In summary, the present data demonstrates differences in kynurenic acid metabolism of the frontal cortex and cerebellum among different pathological groups of HIV-1 patients. OPP was the most frequent pathology with relatively selective alterations of kynurenine metabolites. The neurochemical changes seen in the brains of different pathological groups after HIV-1 infection correlates in part with the neurochemical changes described by different neurological conditions. We suggest that modulation of kynurenic acid synthesis by lowering kynurenic acid synthesis supports the cardio-respiratory system and acts, at least in part, as an antidementia agent. However, it is still questionable if conditions related to respiratory deficits, dementia and lethality share dose dependent involvement when it comes to the increased kynurenic acid metabolism observed.
Author Contributions
Conceived and designed the experiments: H.B. Analysed the data: H.B and J.A.H. Wrote the first draft of the manuscript: H.B. Contributed to the writing of the manuscript: J.A.H and B.K. Agree with manuscript results and conclusions: H.B., J.B.K., B.K. Jointly developed the structure and arguments for the paper: H.B., J.B.K., B.K. Made critical revisions and approved final version: H.B., J.B.K., B.K. All authors reviewed and approved of the final manuscript.
Funding
This study was supported in part by grant of Austrian Science Research Fund (FWF) HOO 43-Med to HB and in part of grant of Life Science Krems 10-032 to BK and HB.
Competing Interests
Author(s) disclose no potential conflicts of interest.
Disclosures and Ethics
As a requirement of publication author(s) have provided to the publisher signed confirmation of compliance with legal and ethical obligations including but not limited to the following: authorship and contributorship, conflicts of interest, privacy and confidentiality and (where applicable) protection of human and animal research subjects.
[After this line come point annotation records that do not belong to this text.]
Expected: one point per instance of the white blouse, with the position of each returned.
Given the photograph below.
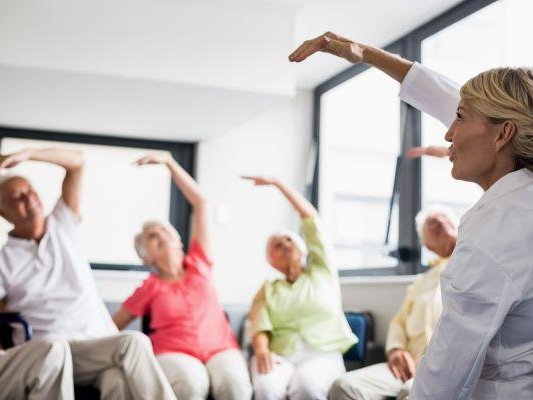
(482, 347)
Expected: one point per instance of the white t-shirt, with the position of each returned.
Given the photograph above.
(482, 346)
(50, 283)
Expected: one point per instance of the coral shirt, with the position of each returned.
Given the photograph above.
(185, 316)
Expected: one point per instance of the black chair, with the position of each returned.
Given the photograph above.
(365, 351)
(7, 320)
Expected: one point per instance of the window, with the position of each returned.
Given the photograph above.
(358, 147)
(460, 52)
(117, 197)
(356, 168)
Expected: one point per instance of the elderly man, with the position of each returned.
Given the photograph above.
(44, 275)
(41, 369)
(411, 328)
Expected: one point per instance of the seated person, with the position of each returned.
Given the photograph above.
(411, 328)
(45, 277)
(191, 336)
(40, 369)
(299, 328)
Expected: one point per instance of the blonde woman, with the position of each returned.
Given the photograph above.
(299, 328)
(482, 347)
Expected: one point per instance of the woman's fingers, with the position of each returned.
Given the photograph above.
(308, 48)
(330, 43)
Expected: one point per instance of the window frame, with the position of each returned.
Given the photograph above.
(410, 184)
(183, 152)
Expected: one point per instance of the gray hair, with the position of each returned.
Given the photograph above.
(138, 241)
(295, 238)
(425, 213)
(7, 176)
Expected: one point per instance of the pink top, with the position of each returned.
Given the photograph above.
(185, 316)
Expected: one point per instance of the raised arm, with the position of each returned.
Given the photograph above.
(421, 87)
(300, 204)
(192, 193)
(71, 160)
(122, 318)
(394, 66)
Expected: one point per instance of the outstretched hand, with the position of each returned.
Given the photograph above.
(330, 43)
(152, 159)
(260, 180)
(433, 151)
(13, 159)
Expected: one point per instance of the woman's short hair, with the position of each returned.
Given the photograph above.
(506, 94)
(295, 238)
(138, 241)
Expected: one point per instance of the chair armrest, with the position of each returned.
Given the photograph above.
(8, 318)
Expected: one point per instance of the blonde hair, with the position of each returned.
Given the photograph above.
(506, 94)
(138, 240)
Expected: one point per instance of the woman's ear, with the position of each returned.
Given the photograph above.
(505, 134)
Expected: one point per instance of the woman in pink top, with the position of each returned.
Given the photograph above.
(191, 336)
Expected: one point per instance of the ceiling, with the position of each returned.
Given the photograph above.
(174, 69)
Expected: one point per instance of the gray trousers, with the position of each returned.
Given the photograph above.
(121, 366)
(375, 382)
(38, 370)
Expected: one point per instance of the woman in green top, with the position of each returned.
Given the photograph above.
(299, 328)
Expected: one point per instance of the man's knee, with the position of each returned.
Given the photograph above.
(343, 390)
(233, 386)
(265, 389)
(52, 351)
(112, 384)
(190, 389)
(135, 340)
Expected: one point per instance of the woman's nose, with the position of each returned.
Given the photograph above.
(449, 135)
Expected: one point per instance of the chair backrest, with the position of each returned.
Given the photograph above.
(7, 320)
(361, 324)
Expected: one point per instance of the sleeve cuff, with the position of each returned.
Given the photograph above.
(407, 83)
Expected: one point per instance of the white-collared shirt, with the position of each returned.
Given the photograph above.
(482, 347)
(50, 283)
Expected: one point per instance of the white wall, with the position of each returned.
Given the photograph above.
(275, 143)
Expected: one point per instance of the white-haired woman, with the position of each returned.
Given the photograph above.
(299, 328)
(190, 334)
(482, 347)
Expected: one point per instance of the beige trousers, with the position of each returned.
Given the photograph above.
(305, 375)
(38, 370)
(375, 382)
(121, 367)
(226, 373)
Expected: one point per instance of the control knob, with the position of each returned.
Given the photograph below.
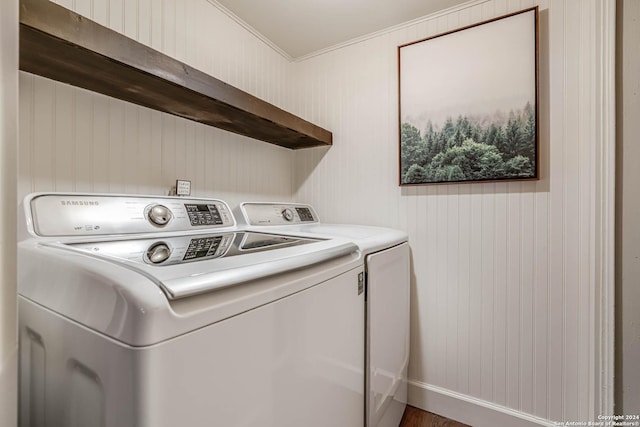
(287, 214)
(158, 253)
(159, 215)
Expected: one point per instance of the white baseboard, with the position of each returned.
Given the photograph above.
(468, 410)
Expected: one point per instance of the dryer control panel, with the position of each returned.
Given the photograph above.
(255, 213)
(88, 215)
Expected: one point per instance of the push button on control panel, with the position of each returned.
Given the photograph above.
(204, 215)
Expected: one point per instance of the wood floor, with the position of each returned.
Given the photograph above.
(414, 417)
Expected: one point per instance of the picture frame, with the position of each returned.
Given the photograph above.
(468, 103)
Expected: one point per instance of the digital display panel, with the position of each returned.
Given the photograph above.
(203, 214)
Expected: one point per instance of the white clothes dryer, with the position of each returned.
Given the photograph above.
(145, 311)
(385, 257)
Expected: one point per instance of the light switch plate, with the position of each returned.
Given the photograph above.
(183, 188)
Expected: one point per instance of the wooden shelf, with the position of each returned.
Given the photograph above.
(61, 45)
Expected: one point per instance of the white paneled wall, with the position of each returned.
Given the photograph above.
(509, 280)
(504, 314)
(76, 140)
(8, 175)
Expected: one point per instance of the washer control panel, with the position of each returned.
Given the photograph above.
(87, 215)
(277, 213)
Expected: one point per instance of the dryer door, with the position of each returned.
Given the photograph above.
(387, 335)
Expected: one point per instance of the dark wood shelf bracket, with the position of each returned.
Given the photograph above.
(61, 45)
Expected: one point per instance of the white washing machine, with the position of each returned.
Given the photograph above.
(385, 254)
(144, 311)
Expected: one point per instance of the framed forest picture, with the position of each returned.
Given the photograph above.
(469, 103)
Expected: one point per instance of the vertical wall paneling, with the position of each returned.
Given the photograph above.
(511, 308)
(9, 126)
(627, 385)
(504, 275)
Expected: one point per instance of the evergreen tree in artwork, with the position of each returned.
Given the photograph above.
(503, 146)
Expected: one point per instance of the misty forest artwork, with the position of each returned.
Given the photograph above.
(468, 103)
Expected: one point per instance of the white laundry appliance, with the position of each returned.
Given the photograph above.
(385, 254)
(144, 311)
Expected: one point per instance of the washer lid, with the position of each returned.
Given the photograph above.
(186, 265)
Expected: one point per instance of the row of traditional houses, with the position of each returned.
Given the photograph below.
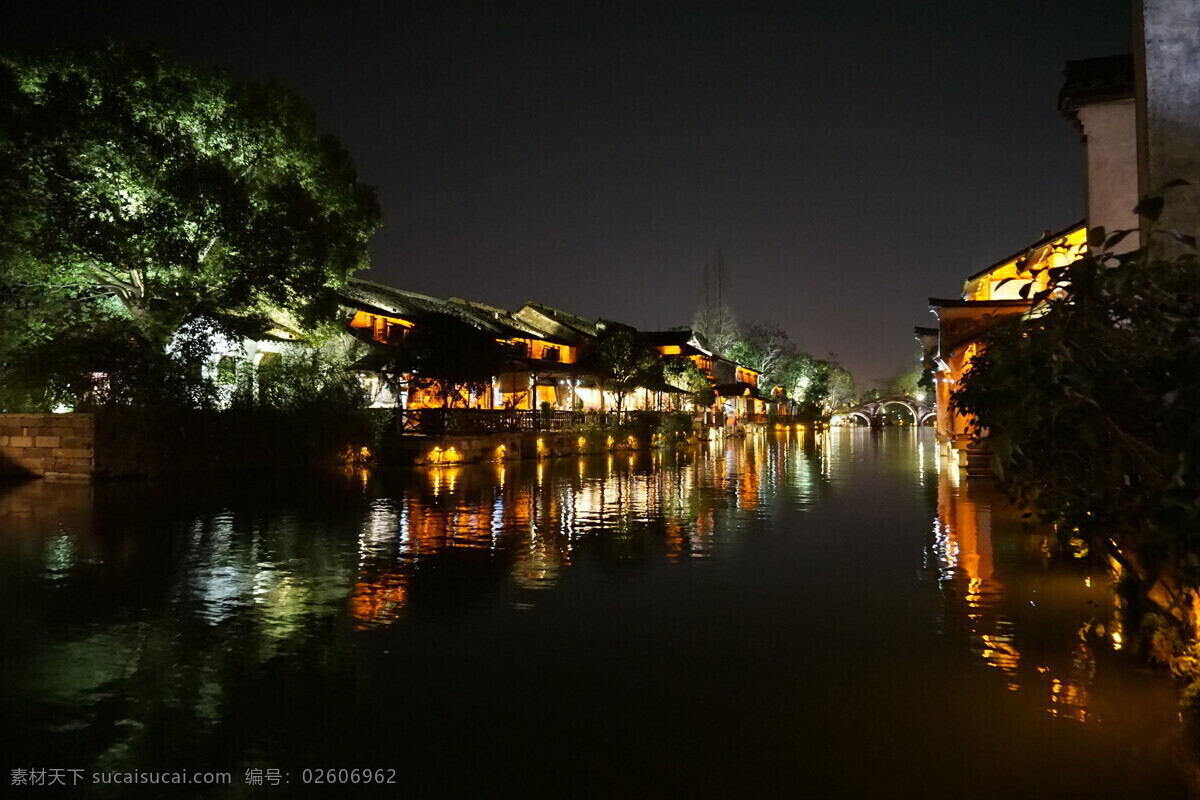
(544, 360)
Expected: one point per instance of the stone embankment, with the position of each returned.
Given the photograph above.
(48, 445)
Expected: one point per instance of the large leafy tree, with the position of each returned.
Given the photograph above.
(161, 193)
(624, 354)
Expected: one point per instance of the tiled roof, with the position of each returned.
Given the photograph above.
(1096, 80)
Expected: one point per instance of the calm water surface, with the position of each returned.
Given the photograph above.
(777, 617)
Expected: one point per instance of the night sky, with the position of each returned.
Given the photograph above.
(850, 158)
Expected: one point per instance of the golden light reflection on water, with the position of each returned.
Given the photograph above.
(675, 498)
(972, 522)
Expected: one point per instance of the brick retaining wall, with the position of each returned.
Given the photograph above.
(48, 445)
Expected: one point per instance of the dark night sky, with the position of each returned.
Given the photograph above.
(851, 158)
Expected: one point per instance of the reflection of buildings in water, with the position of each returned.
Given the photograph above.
(379, 600)
(963, 542)
(963, 552)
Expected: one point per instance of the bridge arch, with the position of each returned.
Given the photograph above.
(861, 415)
(897, 401)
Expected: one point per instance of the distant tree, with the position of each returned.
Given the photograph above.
(834, 386)
(162, 193)
(912, 380)
(714, 319)
(628, 358)
(767, 349)
(683, 373)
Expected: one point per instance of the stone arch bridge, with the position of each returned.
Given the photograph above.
(871, 411)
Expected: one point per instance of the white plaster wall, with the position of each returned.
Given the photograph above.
(1110, 132)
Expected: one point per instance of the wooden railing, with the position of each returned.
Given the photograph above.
(468, 421)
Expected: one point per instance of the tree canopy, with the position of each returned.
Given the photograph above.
(1091, 404)
(624, 354)
(169, 192)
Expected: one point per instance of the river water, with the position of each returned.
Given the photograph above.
(787, 615)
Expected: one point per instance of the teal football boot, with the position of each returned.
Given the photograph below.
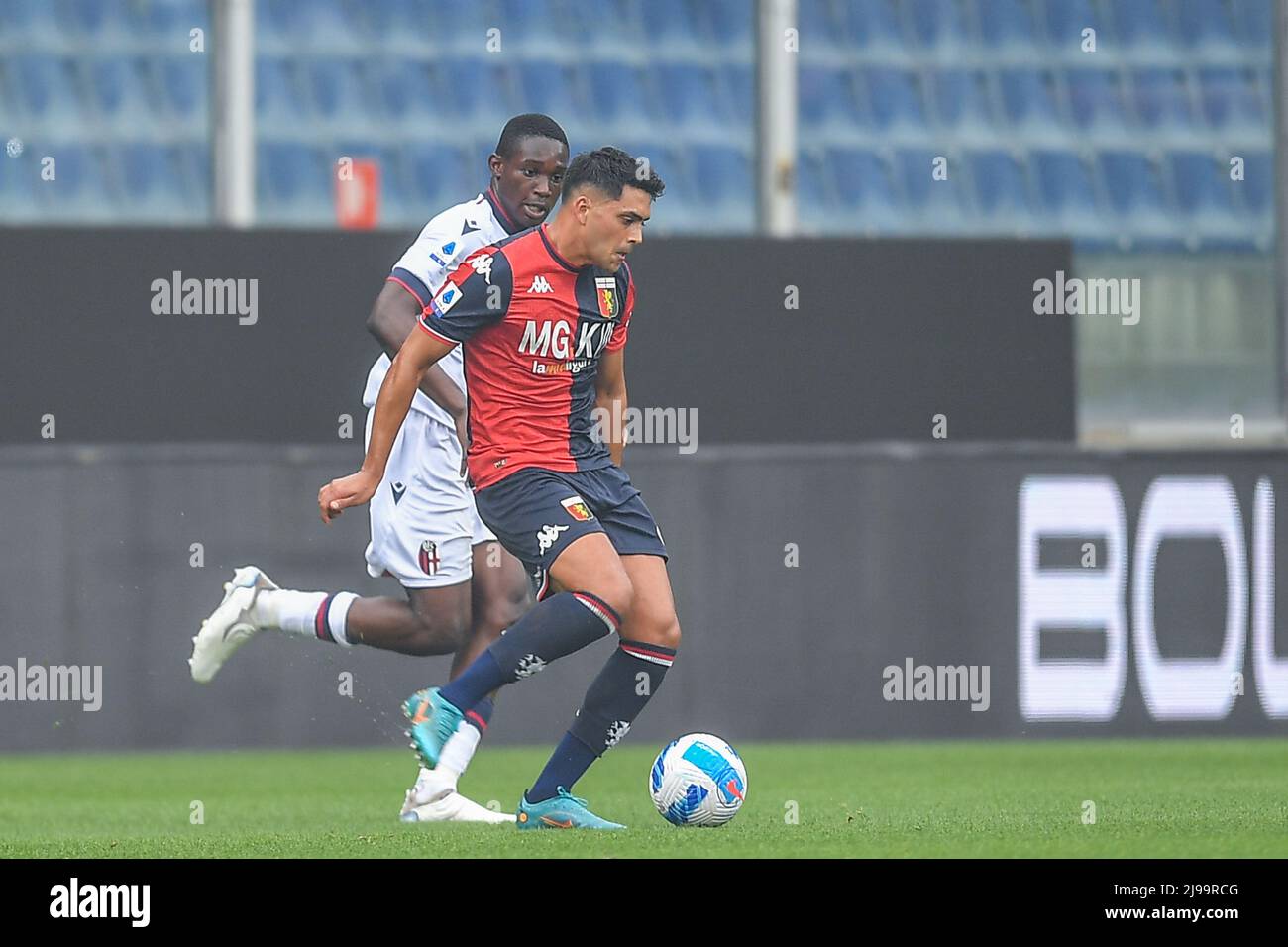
(433, 722)
(562, 812)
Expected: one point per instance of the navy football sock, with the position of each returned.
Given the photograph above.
(629, 680)
(481, 715)
(561, 625)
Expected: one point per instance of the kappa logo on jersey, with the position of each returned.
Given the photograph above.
(483, 266)
(605, 291)
(554, 338)
(578, 509)
(446, 298)
(429, 558)
(548, 536)
(447, 250)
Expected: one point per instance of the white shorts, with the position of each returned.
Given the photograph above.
(424, 525)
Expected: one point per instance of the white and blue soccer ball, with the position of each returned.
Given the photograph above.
(698, 780)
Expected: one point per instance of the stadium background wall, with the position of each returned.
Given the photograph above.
(902, 553)
(888, 334)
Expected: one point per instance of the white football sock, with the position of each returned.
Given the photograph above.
(296, 612)
(459, 750)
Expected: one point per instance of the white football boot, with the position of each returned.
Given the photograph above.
(228, 626)
(434, 799)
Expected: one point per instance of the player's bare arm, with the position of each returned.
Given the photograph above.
(390, 321)
(416, 355)
(391, 318)
(610, 399)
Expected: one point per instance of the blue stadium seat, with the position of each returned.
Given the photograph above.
(278, 97)
(896, 97)
(1001, 187)
(720, 174)
(1067, 187)
(1006, 24)
(1029, 97)
(1096, 98)
(691, 93)
(185, 85)
(1254, 22)
(1133, 185)
(552, 88)
(938, 24)
(1065, 20)
(151, 179)
(47, 88)
(1162, 98)
(962, 98)
(619, 90)
(1202, 184)
(121, 93)
(82, 187)
(819, 26)
(295, 183)
(339, 90)
(941, 204)
(874, 24)
(1141, 22)
(1206, 24)
(439, 175)
(827, 95)
(1258, 182)
(867, 188)
(1233, 97)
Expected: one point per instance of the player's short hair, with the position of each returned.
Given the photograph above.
(528, 125)
(609, 170)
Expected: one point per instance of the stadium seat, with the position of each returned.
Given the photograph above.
(962, 98)
(827, 95)
(1232, 97)
(1029, 97)
(1003, 191)
(894, 97)
(1096, 98)
(867, 189)
(1006, 24)
(1162, 98)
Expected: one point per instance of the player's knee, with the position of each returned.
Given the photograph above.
(437, 631)
(658, 629)
(614, 591)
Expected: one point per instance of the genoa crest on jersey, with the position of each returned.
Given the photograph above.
(605, 291)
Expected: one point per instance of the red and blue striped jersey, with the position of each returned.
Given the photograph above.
(532, 328)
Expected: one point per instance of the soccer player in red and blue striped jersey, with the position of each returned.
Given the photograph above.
(544, 317)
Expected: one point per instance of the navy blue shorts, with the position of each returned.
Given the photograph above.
(536, 513)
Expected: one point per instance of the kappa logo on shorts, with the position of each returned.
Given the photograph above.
(428, 557)
(548, 536)
(578, 509)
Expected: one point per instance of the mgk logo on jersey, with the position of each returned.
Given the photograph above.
(429, 558)
(605, 291)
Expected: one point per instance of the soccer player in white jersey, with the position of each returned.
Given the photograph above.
(463, 586)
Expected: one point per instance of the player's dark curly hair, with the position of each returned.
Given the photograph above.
(528, 125)
(609, 170)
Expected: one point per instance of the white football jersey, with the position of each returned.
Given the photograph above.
(441, 248)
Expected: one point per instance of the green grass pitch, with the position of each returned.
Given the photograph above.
(1159, 797)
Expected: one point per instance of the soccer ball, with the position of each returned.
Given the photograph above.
(698, 780)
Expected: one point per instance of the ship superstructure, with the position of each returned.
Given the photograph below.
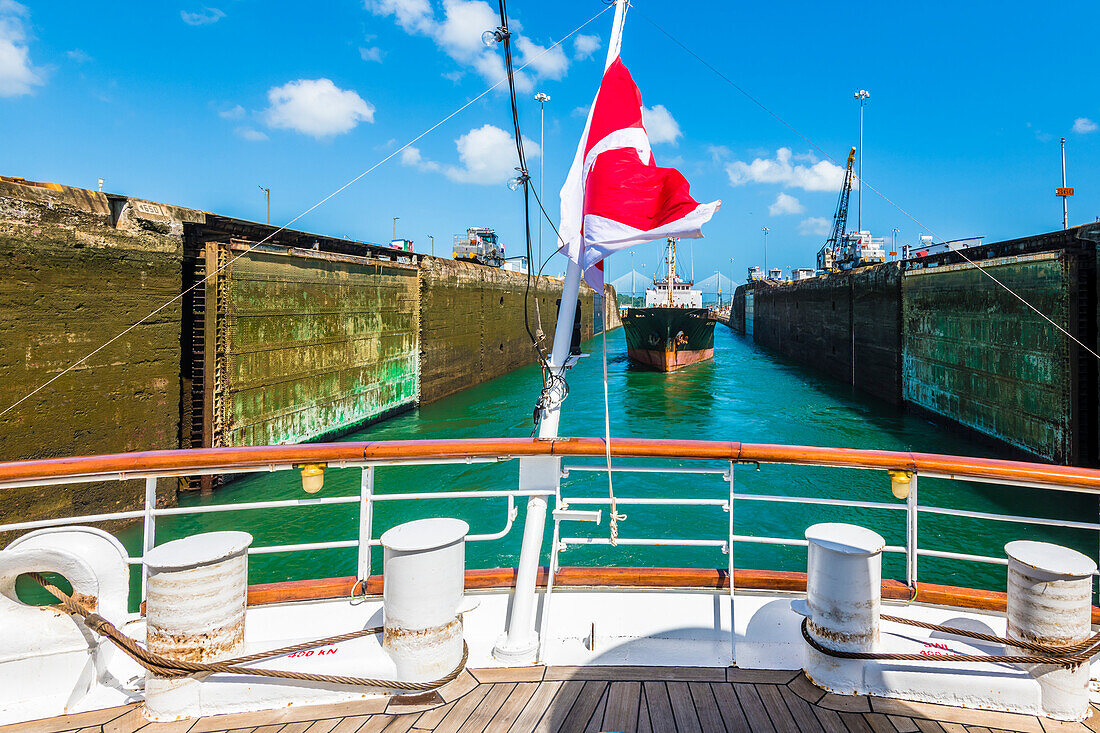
(673, 329)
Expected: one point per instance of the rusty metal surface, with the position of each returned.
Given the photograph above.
(314, 347)
(977, 356)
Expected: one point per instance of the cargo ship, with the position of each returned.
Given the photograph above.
(673, 329)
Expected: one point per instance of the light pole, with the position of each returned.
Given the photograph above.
(862, 96)
(765, 230)
(541, 98)
(1065, 199)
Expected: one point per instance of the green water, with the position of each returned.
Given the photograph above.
(744, 394)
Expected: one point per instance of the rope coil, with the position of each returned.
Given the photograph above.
(1068, 655)
(167, 667)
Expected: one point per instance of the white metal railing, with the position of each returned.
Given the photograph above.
(367, 498)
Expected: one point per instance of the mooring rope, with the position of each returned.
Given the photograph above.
(167, 667)
(1068, 655)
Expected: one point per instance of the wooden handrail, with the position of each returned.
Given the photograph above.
(712, 579)
(229, 459)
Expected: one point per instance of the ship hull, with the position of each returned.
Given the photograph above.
(668, 339)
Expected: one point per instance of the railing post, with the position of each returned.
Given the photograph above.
(149, 529)
(729, 540)
(520, 642)
(365, 522)
(912, 514)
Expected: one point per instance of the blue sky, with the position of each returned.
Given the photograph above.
(198, 105)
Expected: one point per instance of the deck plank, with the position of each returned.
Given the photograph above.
(780, 714)
(509, 711)
(729, 708)
(829, 720)
(536, 707)
(855, 722)
(350, 724)
(430, 719)
(903, 724)
(683, 708)
(487, 708)
(596, 722)
(706, 707)
(402, 723)
(754, 708)
(880, 723)
(802, 711)
(961, 715)
(559, 708)
(623, 702)
(660, 708)
(644, 723)
(584, 706)
(70, 722)
(453, 720)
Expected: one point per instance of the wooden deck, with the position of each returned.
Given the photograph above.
(649, 699)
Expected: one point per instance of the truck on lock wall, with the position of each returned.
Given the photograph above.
(479, 244)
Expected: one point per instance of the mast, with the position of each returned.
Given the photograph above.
(672, 266)
(520, 642)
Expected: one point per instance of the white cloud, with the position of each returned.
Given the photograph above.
(17, 74)
(317, 108)
(659, 124)
(550, 64)
(818, 226)
(411, 157)
(234, 112)
(487, 156)
(458, 33)
(205, 17)
(1085, 126)
(820, 175)
(414, 15)
(785, 204)
(250, 133)
(585, 45)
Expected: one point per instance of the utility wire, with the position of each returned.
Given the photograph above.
(284, 227)
(862, 183)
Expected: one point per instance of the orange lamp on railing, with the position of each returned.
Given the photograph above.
(899, 483)
(312, 477)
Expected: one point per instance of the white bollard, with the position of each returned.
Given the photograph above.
(424, 584)
(844, 586)
(195, 610)
(1051, 602)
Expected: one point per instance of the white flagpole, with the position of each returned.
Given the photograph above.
(520, 642)
(563, 331)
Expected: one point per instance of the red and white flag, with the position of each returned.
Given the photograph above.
(615, 196)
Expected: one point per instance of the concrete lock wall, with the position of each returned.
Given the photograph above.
(976, 354)
(79, 269)
(834, 321)
(315, 345)
(472, 323)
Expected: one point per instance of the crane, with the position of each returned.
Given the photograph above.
(826, 256)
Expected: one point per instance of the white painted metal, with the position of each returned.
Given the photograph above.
(1051, 602)
(425, 571)
(1011, 517)
(365, 522)
(844, 576)
(195, 611)
(51, 662)
(638, 469)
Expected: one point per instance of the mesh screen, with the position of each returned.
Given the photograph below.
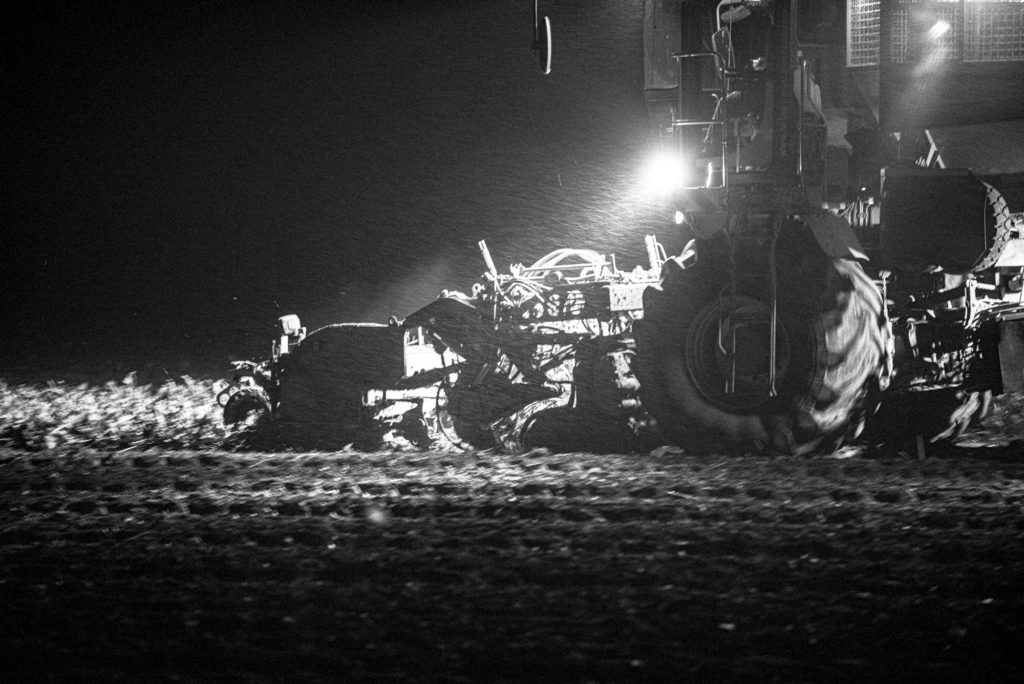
(945, 31)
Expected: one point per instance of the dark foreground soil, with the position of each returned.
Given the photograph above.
(471, 566)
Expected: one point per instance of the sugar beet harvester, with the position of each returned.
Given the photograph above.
(834, 262)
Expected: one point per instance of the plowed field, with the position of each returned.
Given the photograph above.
(472, 566)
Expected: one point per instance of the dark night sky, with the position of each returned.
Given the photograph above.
(174, 175)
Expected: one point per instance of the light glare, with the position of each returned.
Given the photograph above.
(664, 173)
The authors have read and confirmed their agreement with the ICMJE authorship and conflict of interest criteria. The authors have also confirmed that this article is unique and not under consideration or published in any other publication, and that they have permission from rights holders to reproduce any copyrighted material. Any disclosures are made in this section. The external blind peer reviewers report no conflicts of interest.